と、いうわけで彼らは住み家のなかに移動していた。
灰笛という名前の海沿いにある地方都市。
そこの海岸線の片隅、今はもう使用されていない排水管の内部。
これまた使用済みの廃線となった地下鉄の残骸、空間を魔法使いの少女は自らのねぐらとしていた。
「シャワーも浴びないうちに、この子はいったいなにをしようとしているのかしらね?」
部屋のなかでうろうろとしているキンシを見ていた、メイが不可解さを分かりやすく言葉に呟いている。
白色のふーかふーかとした羽毛を持つ魔女が、自分のことを奇妙なものでも見るかのように見つめている。
その視線をしっかりと肌に感じながら、キンシは部屋のなかにある程度のスペースを確保しようとしているらしかった。
「ここをこうして、あれをこうして……それは、ここに置いちゃいましょう」
キンシは何やらぶつぶつと独り言を口にしている。
部屋の中には本によって構成された小さな塔が、灰笛に建つビル群のように乱立している。
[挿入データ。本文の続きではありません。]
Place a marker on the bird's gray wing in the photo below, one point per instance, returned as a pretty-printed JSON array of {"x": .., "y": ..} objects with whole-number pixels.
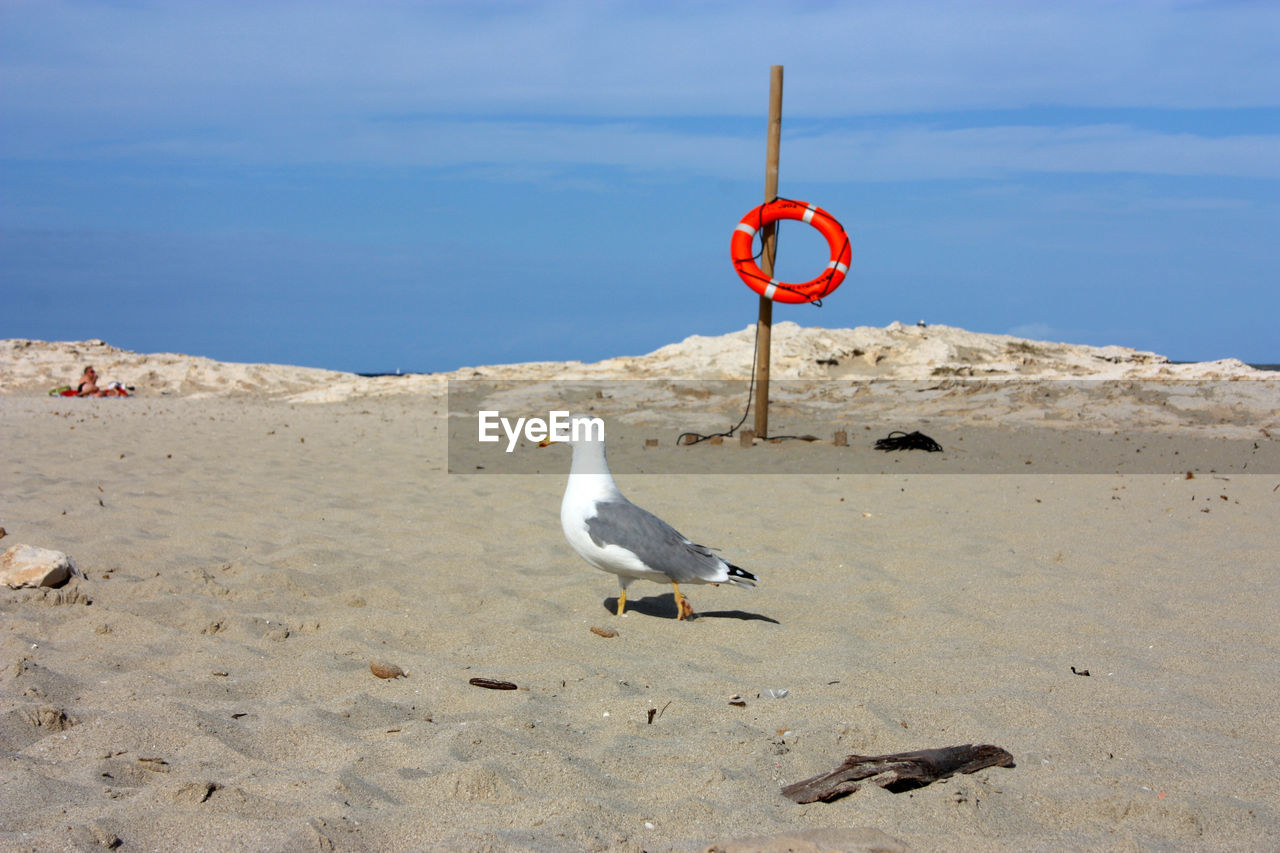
[{"x": 657, "y": 543}]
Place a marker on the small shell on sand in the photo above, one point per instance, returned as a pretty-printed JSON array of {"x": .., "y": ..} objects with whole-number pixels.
[{"x": 387, "y": 670}]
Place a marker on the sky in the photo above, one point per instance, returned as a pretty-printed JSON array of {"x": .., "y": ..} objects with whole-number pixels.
[{"x": 425, "y": 186}]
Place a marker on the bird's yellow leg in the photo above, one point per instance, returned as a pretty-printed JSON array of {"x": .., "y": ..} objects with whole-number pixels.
[{"x": 684, "y": 610}]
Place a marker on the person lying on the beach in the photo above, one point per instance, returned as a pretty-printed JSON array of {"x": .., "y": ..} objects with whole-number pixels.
[{"x": 87, "y": 386}]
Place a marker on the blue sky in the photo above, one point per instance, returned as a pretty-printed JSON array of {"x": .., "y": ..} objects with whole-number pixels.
[{"x": 423, "y": 186}]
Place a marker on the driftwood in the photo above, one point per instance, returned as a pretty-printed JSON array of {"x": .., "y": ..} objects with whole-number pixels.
[{"x": 897, "y": 772}]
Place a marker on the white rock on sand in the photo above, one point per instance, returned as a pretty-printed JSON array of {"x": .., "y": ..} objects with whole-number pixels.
[{"x": 24, "y": 565}]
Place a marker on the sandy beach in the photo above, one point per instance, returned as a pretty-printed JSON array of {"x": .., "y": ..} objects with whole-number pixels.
[{"x": 1088, "y": 580}]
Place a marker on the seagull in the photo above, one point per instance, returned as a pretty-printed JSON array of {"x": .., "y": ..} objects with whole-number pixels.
[{"x": 616, "y": 536}]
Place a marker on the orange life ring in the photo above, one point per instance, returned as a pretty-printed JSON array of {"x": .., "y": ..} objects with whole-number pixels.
[{"x": 771, "y": 288}]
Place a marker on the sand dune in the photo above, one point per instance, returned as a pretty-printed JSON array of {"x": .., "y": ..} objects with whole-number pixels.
[{"x": 250, "y": 538}]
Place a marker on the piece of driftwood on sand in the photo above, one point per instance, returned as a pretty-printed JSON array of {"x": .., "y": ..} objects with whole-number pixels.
[{"x": 897, "y": 772}]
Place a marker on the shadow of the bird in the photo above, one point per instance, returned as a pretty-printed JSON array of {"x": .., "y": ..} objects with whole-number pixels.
[{"x": 664, "y": 607}]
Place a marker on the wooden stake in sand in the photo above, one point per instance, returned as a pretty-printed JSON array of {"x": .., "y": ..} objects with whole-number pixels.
[{"x": 769, "y": 243}]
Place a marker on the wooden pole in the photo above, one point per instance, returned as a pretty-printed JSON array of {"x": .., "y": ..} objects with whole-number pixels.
[{"x": 769, "y": 242}]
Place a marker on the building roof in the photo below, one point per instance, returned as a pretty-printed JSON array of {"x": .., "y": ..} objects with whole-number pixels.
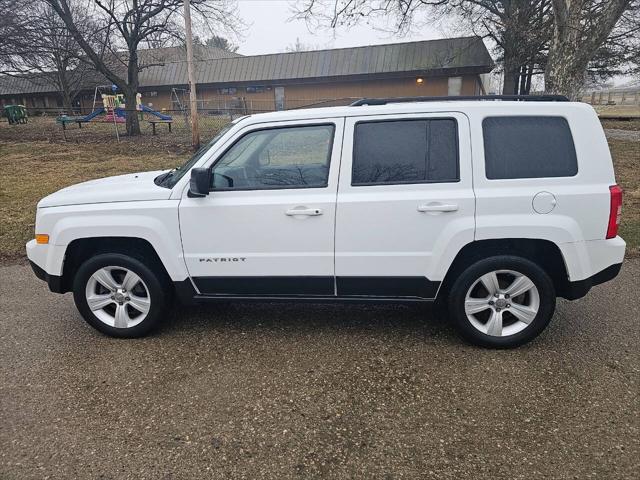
[
  {"x": 446, "y": 56},
  {"x": 467, "y": 53}
]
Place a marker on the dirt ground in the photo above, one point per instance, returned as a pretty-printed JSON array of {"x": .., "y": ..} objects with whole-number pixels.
[{"x": 316, "y": 391}]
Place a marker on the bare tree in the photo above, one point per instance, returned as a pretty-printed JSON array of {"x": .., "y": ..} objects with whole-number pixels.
[
  {"x": 49, "y": 53},
  {"x": 12, "y": 40},
  {"x": 122, "y": 27},
  {"x": 518, "y": 28},
  {"x": 580, "y": 29}
]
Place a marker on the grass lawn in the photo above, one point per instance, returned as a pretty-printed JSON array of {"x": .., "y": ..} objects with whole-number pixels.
[{"x": 34, "y": 165}]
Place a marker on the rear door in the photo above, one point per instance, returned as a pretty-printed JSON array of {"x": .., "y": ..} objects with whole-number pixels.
[{"x": 405, "y": 203}]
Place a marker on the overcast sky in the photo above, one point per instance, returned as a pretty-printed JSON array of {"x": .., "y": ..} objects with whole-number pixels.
[{"x": 269, "y": 31}]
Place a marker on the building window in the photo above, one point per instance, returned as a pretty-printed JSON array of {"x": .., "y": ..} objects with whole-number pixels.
[{"x": 455, "y": 86}]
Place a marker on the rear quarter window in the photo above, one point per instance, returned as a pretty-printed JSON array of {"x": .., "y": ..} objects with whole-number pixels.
[{"x": 528, "y": 147}]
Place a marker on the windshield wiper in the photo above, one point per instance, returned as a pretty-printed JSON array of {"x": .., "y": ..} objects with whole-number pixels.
[{"x": 160, "y": 179}]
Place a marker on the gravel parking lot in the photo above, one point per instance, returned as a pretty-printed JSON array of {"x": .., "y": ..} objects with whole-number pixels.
[{"x": 316, "y": 391}]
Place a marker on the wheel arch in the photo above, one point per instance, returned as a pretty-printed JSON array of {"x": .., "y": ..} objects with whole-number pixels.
[
  {"x": 542, "y": 252},
  {"x": 81, "y": 249}
]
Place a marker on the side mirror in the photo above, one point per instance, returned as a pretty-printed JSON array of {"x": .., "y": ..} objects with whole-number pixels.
[{"x": 200, "y": 183}]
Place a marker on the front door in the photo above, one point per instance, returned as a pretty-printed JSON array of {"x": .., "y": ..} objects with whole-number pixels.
[
  {"x": 267, "y": 227},
  {"x": 405, "y": 203}
]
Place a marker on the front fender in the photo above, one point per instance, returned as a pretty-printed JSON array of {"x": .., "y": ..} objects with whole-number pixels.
[{"x": 153, "y": 221}]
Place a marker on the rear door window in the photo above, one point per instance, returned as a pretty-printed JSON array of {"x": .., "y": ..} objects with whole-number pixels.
[
  {"x": 528, "y": 147},
  {"x": 405, "y": 151}
]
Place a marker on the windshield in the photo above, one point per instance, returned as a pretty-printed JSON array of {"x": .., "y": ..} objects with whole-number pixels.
[{"x": 170, "y": 178}]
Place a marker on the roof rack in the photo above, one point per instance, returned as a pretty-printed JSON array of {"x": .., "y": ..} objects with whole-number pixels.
[{"x": 510, "y": 98}]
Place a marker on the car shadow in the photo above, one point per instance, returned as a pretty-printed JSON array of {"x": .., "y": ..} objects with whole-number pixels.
[{"x": 416, "y": 320}]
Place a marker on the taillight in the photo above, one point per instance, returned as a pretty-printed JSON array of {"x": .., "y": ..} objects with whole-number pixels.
[{"x": 615, "y": 213}]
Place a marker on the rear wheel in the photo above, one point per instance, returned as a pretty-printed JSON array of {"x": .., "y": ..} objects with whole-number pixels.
[
  {"x": 502, "y": 302},
  {"x": 119, "y": 295}
]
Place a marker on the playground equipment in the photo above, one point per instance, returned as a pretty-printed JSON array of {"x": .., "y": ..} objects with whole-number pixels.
[
  {"x": 16, "y": 114},
  {"x": 114, "y": 110}
]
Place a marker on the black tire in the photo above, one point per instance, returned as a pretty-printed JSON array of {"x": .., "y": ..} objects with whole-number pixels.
[
  {"x": 466, "y": 280},
  {"x": 153, "y": 280}
]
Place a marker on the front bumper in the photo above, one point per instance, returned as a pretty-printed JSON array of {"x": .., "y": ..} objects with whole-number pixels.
[
  {"x": 39, "y": 257},
  {"x": 54, "y": 281}
]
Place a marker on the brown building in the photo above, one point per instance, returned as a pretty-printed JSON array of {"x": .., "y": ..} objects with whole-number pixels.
[{"x": 289, "y": 80}]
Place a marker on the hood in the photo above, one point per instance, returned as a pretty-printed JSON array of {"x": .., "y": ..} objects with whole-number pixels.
[{"x": 122, "y": 188}]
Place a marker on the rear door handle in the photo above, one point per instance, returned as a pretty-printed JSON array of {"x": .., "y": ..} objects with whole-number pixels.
[
  {"x": 310, "y": 212},
  {"x": 438, "y": 207}
]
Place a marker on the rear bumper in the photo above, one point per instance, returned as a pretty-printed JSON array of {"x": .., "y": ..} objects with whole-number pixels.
[
  {"x": 54, "y": 281},
  {"x": 579, "y": 289}
]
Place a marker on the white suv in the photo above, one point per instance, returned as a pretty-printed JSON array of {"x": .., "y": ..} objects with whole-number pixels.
[{"x": 491, "y": 208}]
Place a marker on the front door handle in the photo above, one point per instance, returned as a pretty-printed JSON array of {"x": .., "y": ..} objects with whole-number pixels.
[
  {"x": 309, "y": 212},
  {"x": 438, "y": 207}
]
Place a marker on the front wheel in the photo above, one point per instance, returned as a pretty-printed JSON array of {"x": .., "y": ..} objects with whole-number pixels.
[
  {"x": 502, "y": 302},
  {"x": 119, "y": 295}
]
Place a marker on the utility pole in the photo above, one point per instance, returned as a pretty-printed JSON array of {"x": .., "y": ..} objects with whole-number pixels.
[{"x": 193, "y": 100}]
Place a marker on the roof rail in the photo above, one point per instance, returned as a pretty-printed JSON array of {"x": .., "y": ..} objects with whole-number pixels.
[{"x": 511, "y": 98}]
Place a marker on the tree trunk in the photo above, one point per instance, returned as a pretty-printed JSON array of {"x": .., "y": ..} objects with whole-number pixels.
[
  {"x": 573, "y": 44},
  {"x": 67, "y": 103},
  {"x": 130, "y": 94},
  {"x": 565, "y": 77},
  {"x": 511, "y": 74},
  {"x": 133, "y": 123}
]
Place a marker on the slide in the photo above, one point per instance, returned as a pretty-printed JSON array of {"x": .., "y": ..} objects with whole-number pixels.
[
  {"x": 161, "y": 116},
  {"x": 92, "y": 115}
]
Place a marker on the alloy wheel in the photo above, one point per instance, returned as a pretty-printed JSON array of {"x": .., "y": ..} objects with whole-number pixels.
[
  {"x": 502, "y": 303},
  {"x": 118, "y": 297}
]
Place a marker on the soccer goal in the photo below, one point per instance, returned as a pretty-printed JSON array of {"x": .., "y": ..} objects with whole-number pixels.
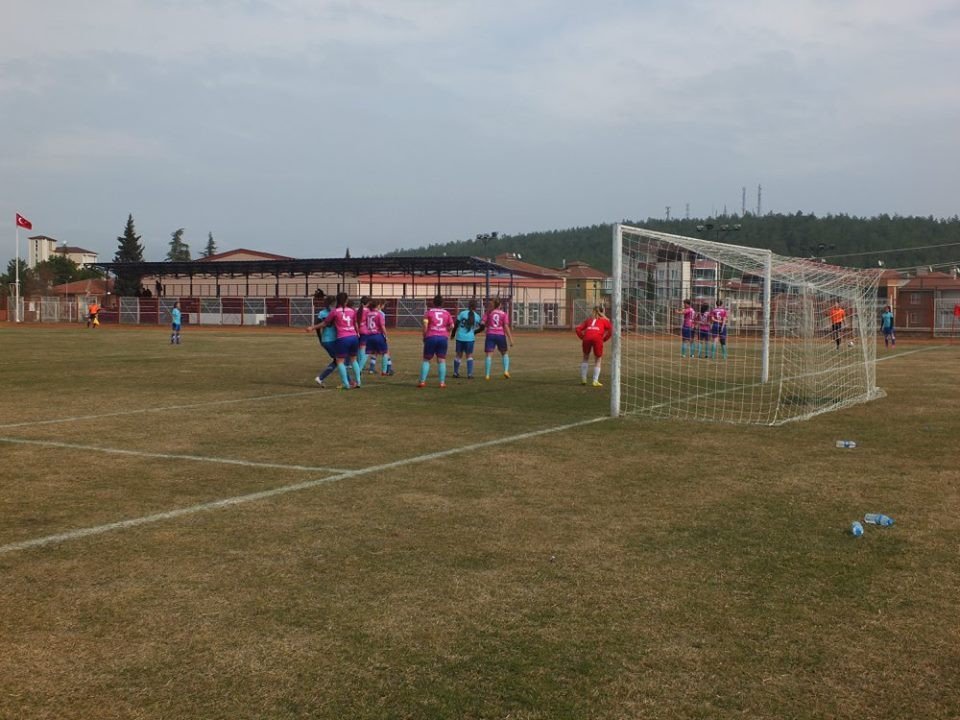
[{"x": 764, "y": 339}]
移動をすることによって、本で作られたビルがいくつか崩壊していた。
ドサドサドサ……ッ!
紙の波がメイの爪先にまで届いてくる。
「キンシちゃん……」
キンシが部屋のなかに緩やかな円形の空白を作っている。
そんな魔法少女にメイは、何度目かの忠告をしている。
「ちゃんとお部屋をかたづけないと、本があっちこっちに散らばって、まるでジャングルみたいよ?」
白色の魔女に指摘をされてしまった。
「いやあ……えへへ……」
しかしながらキンシはそれにまともに取りあおうとはせずに、ただ曖昧な返事だけを口元に許している。
まず最初に白色の魔女の意見を受け入れる。
そうしつつ、それでもキンシはこの状況の必要性を彼女に主張しようとしていた。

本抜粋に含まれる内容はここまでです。